This preprint from the Euclid Collaboration (arXiv:2604.01309, not yet peer-reviewed) directly addresses a persistent concern in cosmological inference: even if the underlying galaxy density field is nearly Gaussian, the likelihood of measured two-point statistics such as the power spectrum or correlation function can develop skewness and non-Gaussian features due to finite survey volume, non-linear evolution, and discrete sampling. The team modeled this using an Edgeworth expansion that incorporates the full skewness tensor built from one-, two-, and three-point correlators. To simplify computation, they performed a change of basis that reduces the precision matrix to the identity, revealing that off-diagonal skewness elements are consistent with zero while diagonal terms match Gaussian-field expectations.

Methodology involved 10,000 cloned realistic mock galaxy catalogs designed to closely replicate the expected characteristics of Euclid's spectroscopic sample, including shot noise levels. They tested both Fourier-space power spectra and configuration-space correlation functions across varying survey volumes, geometries, and scale cuts. Key finding: including only the diagonal skewness terms suffices for parameter inference, while the full tensor adds noise without improving accuracy. Cosmological constraints remained effectively unchanged, with figure-of-merit variations below 5% compared to the standard Gaussian likelihood.
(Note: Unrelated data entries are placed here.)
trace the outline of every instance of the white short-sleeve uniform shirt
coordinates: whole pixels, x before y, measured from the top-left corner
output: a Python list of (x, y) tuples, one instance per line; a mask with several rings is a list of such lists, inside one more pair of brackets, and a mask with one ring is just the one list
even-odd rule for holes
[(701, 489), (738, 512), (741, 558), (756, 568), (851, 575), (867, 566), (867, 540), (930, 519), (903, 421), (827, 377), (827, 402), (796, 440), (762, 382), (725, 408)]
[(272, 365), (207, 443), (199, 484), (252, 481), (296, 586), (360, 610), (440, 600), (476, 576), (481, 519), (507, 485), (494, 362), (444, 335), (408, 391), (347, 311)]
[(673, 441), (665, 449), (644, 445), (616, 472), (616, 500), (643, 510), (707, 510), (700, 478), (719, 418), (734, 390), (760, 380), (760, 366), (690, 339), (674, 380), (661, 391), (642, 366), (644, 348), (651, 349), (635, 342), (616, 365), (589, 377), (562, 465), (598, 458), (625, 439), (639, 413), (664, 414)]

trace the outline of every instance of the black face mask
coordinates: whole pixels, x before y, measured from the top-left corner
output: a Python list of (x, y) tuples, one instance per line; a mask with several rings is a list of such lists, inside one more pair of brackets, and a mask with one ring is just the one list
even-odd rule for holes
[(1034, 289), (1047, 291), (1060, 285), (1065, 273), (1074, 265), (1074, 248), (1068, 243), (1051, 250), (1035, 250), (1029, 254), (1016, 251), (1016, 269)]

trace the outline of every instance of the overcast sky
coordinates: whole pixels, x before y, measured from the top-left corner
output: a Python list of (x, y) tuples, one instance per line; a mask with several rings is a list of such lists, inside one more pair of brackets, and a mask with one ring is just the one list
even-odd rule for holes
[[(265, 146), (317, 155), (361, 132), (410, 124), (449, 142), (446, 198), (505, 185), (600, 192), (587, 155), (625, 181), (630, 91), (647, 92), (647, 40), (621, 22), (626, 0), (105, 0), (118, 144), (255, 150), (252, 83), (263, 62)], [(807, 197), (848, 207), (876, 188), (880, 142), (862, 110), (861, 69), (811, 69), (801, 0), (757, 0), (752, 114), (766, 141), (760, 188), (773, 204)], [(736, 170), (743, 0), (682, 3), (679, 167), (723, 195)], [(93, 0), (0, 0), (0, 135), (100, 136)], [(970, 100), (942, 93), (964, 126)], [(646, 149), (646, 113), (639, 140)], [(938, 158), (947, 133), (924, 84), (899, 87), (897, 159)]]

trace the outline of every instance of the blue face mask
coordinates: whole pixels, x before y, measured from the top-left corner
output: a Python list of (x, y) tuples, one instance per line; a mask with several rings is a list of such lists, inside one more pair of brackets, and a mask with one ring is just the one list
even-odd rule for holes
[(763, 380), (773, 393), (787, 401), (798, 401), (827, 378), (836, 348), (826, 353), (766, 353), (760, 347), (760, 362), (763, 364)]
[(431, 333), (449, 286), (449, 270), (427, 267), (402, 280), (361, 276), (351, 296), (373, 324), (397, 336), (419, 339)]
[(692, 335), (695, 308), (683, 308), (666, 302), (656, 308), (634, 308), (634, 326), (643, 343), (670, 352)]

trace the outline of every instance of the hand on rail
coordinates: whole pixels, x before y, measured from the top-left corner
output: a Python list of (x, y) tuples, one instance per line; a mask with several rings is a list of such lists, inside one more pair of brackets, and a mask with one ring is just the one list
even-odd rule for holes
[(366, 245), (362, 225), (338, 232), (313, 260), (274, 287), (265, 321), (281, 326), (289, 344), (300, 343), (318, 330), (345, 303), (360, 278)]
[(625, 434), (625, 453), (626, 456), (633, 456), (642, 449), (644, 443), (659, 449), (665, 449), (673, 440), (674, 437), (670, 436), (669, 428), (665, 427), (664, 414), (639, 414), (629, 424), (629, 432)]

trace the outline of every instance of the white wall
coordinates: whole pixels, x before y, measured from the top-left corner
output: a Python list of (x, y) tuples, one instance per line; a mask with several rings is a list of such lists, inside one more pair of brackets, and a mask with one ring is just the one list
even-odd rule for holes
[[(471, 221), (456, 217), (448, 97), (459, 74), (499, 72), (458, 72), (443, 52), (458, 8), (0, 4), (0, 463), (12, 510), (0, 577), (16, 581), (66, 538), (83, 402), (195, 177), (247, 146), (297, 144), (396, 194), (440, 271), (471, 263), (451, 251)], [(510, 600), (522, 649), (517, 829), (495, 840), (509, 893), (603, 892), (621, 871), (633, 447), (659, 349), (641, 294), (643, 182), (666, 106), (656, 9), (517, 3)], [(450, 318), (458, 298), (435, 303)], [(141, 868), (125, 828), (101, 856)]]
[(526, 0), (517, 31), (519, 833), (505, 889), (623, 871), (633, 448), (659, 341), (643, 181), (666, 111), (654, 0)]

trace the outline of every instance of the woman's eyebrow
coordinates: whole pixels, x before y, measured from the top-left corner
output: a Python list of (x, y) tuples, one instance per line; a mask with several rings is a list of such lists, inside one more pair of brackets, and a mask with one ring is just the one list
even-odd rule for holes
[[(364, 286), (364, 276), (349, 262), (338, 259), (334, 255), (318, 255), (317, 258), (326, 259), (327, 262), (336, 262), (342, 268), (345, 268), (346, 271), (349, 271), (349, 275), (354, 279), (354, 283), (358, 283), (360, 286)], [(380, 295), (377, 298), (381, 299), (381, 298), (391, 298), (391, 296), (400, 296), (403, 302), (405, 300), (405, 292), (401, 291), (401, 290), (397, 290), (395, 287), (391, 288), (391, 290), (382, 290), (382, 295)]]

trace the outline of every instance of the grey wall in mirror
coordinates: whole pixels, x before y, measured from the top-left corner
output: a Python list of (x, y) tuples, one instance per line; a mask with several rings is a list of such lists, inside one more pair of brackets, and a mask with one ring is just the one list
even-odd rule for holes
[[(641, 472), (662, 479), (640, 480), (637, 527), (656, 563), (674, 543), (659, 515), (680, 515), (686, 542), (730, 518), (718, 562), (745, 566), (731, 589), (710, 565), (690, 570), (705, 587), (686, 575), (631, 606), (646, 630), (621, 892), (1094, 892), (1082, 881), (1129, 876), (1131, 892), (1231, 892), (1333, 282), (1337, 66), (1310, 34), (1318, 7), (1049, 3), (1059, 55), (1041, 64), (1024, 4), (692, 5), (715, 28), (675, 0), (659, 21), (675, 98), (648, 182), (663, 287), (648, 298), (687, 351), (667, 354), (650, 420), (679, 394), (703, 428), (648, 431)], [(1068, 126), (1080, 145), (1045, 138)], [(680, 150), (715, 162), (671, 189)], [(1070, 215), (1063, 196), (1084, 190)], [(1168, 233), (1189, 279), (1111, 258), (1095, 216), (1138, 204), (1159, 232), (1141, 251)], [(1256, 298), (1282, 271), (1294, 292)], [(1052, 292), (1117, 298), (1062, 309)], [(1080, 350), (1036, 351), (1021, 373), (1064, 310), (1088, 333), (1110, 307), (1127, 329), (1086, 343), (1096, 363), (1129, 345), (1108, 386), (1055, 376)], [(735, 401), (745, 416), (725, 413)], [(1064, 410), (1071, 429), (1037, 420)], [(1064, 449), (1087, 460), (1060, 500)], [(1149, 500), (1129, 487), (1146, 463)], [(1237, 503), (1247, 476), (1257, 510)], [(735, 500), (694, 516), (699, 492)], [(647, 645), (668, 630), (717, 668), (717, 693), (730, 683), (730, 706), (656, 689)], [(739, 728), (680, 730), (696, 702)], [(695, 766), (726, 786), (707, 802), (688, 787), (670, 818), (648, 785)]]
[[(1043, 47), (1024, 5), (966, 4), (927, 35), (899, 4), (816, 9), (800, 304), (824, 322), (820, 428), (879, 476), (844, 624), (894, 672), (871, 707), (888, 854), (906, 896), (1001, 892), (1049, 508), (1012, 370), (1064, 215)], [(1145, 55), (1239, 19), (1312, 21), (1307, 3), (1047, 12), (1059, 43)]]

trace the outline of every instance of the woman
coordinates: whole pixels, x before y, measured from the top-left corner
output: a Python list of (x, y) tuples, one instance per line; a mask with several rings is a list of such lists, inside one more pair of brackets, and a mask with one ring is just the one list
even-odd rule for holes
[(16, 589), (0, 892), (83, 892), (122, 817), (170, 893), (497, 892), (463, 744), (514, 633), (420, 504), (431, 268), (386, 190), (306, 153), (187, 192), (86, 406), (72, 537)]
What much existing coverage misses is the surprising robustness across setups and the dominant role of shot noise in erasing detectable excess skewness on intermediate scales. Earlier smaller-volume surveys occasionally reported stronger non-Gaussianity; this work shows Euclid's larger volume and sampling push the experiment into a regime where Gaussian assumptions hold. Synthesizing with related studies strengthens this picture. A 2018 analysis of BOSS data (arXiv:1809.07286) on covariance estimation highlighted similar noise-driven suppression of higher-order terms, while a 2021 weak-lensing likelihood study (arXiv:2105.12108) found more pronounced deviations in lower-noise photometric samples—suggesting Euclid's spectroscopic channel sits in a sweet spot but combined probes may still need scrutiny.

This tackles a key gap in cosmological inference as noted in our editorial judgment. By confirming the Gaussian approximation works, the paper potentially accelerates reliable constraints on dark energy (via baryon acoustic oscillations and redshift-space distortions) and structure formation parameters without requiring costly full non-Gaussian pipelines. However, limitations must be noted: reliance on mocks that assume a fiducial cosmology could mask model-dependent effects, the study focuses solely on the spectroscopic sample (Euclid's photometric galaxy clustering and weak lensing may differ), and it does not yet include all observational systematics such as baryonic feedback or survey masks.

Overall, the result is reassuring for the Euclid mission's timeline: standard analysis tools remain fit for purpose, allowing focus on other systematics that could more significantly impact dark energy constraints.